= Leandra Overmann =

Serbian opera singer and university teacher (1956–2012)

Leandra Overmann, real name Jelica Overmann (1957 – 20 April 2012) was a Yugoslavian-Serbian opera, song, concert and oratorio singer (mezzo-soprano/alto).

== Life and career ==
Overmann was born in Belgrade (Socialist Federal Republic of Yugoslavia). She received her first singing lessons from her mother Đurđevka Čakarević, the former prima donna of the Belgrade Opera. She also took piano lessons. She studied in Detmold and Cologne and at the Accademia Nazionale di Santa Cecilia in Rome. She made her debut as Rosina in The Barber of Seville at the Belgrade Opera.

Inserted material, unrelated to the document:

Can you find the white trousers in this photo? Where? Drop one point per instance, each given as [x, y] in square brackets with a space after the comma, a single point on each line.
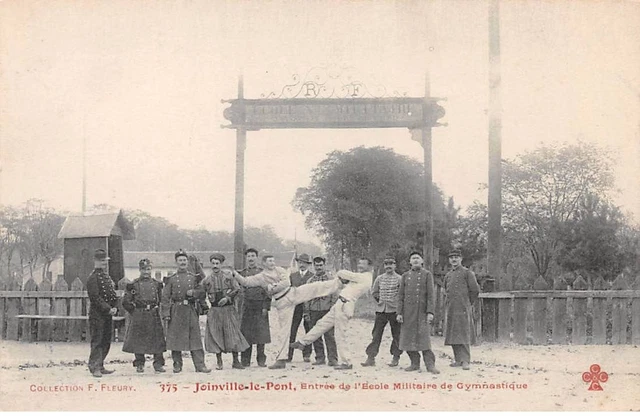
[338, 318]
[286, 305]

From 1977 to 1982 she was a member of the ensemble at Landestheater Detmold. There she sang a repertoire from soprano to alto. Engagements followed, first as a dramatic soprano, at the stages of Basel (1985–1997), Bonn (1997–2000) and Hanover (2001–2006).From 2006 Overmann belonged to the ensemble of the Stuttgart State Opera, where she performed among others the Kostelnička in Jenufa, Klytämnestra in Elektra and the Witch in Hänsel and Gretel.

She sang on the opera stages of Venice, Trieste, Barcelona, Hamburg, Madrid, Milan, Mannheim, Dresden, Munich, Kiel, Basel and Freiburg/Breisgau. Her repertoire included the Wagnerian roles of Erda, Fricka and Waltraute (Der Ring des Nibelungen), Santuzza (Cavalleria rusticana), Ulrika (Un ballo in maschera), Marina (Boris Godunov), Amneris (Aida), Eboli (Don Carlos) and Margret (Wozzeck). She also sang works by Verdi, Dvořák, Mahler and Puccini.

After working until the end of her life for the Theater Freiburg and the Staatstheater Stuttgart, she died on April 20, 2012, at age of 55. Overmann was the mother of three daughters. From 2002, she held a professorship for voice at the Hochschule für Musik Würzburg in succession to Ingeborg Hallstein.